裾花本谷は、毎日裾花川が長野市内で犀川に合流していることろを見ている私にとって、是非行ってみたいところであった。それを実現してきた。しかし楽しいというか、ハードというか、強敵の谷であった。しかしその分、美しさは素晴らしい。・・・が、残念なことに写真をとる余裕があまり無かった。ゴルジェの突破に労力を使って写真どころでは無いのである。・・・一不動のコルに抜ける予定であったが、九頭龍山方面に行ってしまい最後の最後でまたしても難儀した。
裾花本谷出合(奥裾花自然園近く)〜小清水沢出合〜下部ゴルジェ〜幕営地〜上部ゴルジェ〜一不動沢出合〜(失敗して九頭龍山付近の1860m地点)〜一不動〜戸隠牧場

裾花本谷遡行記録
23日、24日はこの夏初めての天気に恵まれる土日の様である。太田さんと塚田で、犀川水系の支流、裾花川の本谷を遡行してみた。

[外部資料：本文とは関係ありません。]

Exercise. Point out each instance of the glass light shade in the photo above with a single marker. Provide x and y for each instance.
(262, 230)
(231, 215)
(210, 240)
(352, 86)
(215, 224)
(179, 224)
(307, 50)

23日、午前4時30分に遡行の最終下山地点である戸隠牧場駐車場に集合する。ここで塚田の車をデポして入渓点である鬼無里村の奥裾花自然園手前の濁川との出合付近の林道に太田車で行く。6時前、到着すると早速アブの大群が車を襲ってきた。このアブの中を行くのかと思うと気が重くなる。どうも最近の天気で遅れていたアブの発生が一気に進んだ様である。どうして車に寄ってくるのかは不明である。朝食をとって出発準備のため、車を降りるがアブ達はあまり寄り付かない。不思議だが良かった良かったと胸をなでおろした。6時30分入渓する。林道から木曾殿アブキまでは踏み後がある。この道を行くと、ちょうど濁沢との合流地点に吊橋がかかってる。濁沢は言葉どおり濁り、裾花本谷は澄み切っている。左岸の踏み跡ですぐに大きな岩の張り出しをもった木曾殿アブキに着く。ここから沢に入り、遡行開始となる。平凡な河原の流れを何度も渡渉をしながら進む。途中何箇所かに朽ちた吊橋の残骸が残っている。以前登山道でもあった名残の様である。左岸から一の沢、トクノ沢が合流する。水量は大したことの無い沢であった。さらに行くと右岸から小清水谷が合流する。ここまで出合から1時間程度である。

さらに平凡な河原を行くと、だんだん谷幅は狭まり、西岳沢が左岸より合流するといよいよ下部ゴルジェの様相となってくる。・・・しかし、F1〜F4までの記憶が全く無い。大したことは無かったのであろうと思われる。F4を過ぎると谷は一気に狭まり、最狭部になる。(写真は最狭部手前で偵察する太田さん)ここは流れの速い淵が20m程度続き、この先は10m程度岩の刻まれた溝に一気に流れが通る激流スラロームとなっている。ここで初めてザイルを出す。先ずは塚田が淵の右岸を泳ぐつもりで水に入るが意外に足が立つ。右岸をへつりながら進み、激流スラローム部分も右岸の岩棚をうまく使い進む。最後の抜ける部分は流れを跨いで越えることができた。淵の入り口から出口まで30mを越える。塚田のザックをザイルで引き上げをするものの激流スラロームの最後の段差部分でどうしても上げることができない。
激流の水圧のためザックは中まで濡れ濡れになってしまった。太田さんは一応ザイルをつけここを越えてきた。結果的にみればそんな大したことは無かった。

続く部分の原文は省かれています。